AAFCO is concerned that the act could reduce label transparency, have negative impacts for consumer protection, and threaten the safe advancements of pet food products.

“State feed programs are the first line of defense protecting consumers from misleading or mislabeled pet food products,” said Austin Therrell, executive director of AAFCO. “Today, many state regulators proactively inspect pet food labeling before products hit the market to ensure that any marketing claims on the label or packaging are accurate and have the necessary scientific data to validate the statements. Under the new PURR Act, this important layer of consumer protection would completely go away.”

According to AAFCO, most state feed programs that regulate pet foods in the United States support the FDA by providing the agency with premarket reviews of labels to ensure that marketing claims are backed by data and are not false or misleading to consumers. However, under the PURR act, manufacturers would be able to distribute pet food products “self-proclaimed” as safe without any ingredients or nutritional statements being verified at the state level prior to the product hitting the consumer market.

Additionally, AAFCO also expressed its concerns over the “ingredients sometimes present” language included in the PURR act, which claims that manufacturers may use the phrases “and/or,” “contains one or more of the following,” and others on packaging that indicate an ingredient may not actually be present in the formula. According to AAFCO, this would enable pet food manufacturers to change or omit ingredients without notifying consumers.

“Many consumers purchase pet foods and treats based on the dietary needs or allergen requirements of their pets,” Therrell said. “Lack of transparency would leave consumers unable to know for certain which ingredients their pets may or may not be consuming, leading to potential health risks.”

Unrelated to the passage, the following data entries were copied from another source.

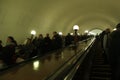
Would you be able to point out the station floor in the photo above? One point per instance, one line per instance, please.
(41, 68)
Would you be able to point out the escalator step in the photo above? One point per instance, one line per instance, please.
(101, 74)
(100, 78)
(101, 69)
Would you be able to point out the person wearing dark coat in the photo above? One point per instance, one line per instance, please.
(114, 52)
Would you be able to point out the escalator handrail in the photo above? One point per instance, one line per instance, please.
(72, 60)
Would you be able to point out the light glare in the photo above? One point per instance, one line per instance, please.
(33, 32)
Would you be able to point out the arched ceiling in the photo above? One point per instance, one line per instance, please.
(18, 17)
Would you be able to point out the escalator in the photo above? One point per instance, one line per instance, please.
(94, 66)
(100, 70)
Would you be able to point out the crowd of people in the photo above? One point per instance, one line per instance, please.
(37, 46)
(111, 50)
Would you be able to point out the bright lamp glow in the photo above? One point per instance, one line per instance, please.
(33, 32)
(86, 31)
(36, 65)
(71, 33)
(114, 29)
(60, 33)
(75, 27)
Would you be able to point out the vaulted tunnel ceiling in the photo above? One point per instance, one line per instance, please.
(19, 17)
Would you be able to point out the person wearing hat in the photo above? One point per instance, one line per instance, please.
(114, 52)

With all this in mind, AAFCO believes that state governments should continue to work in partnership with the FDA under a national integrated food system, which would continue to allow the agency to tap the expertise and resources of state feed programs. This current system, according to AAFCO, helps strengthen pet food safety inspections and protects consumers from unsafe and fraudulent products, as well as misleading advertising and labeling practices.

“While there are certainly opportunities to improve efficiency and bring more innovation to the marketplace, it must be done in a safe and transparent manner,” Therrell concluded. “Engaging states and those intimately involved in the day-to-day oversight of pet food products is imperative to truly creating a modernized regulatory system.”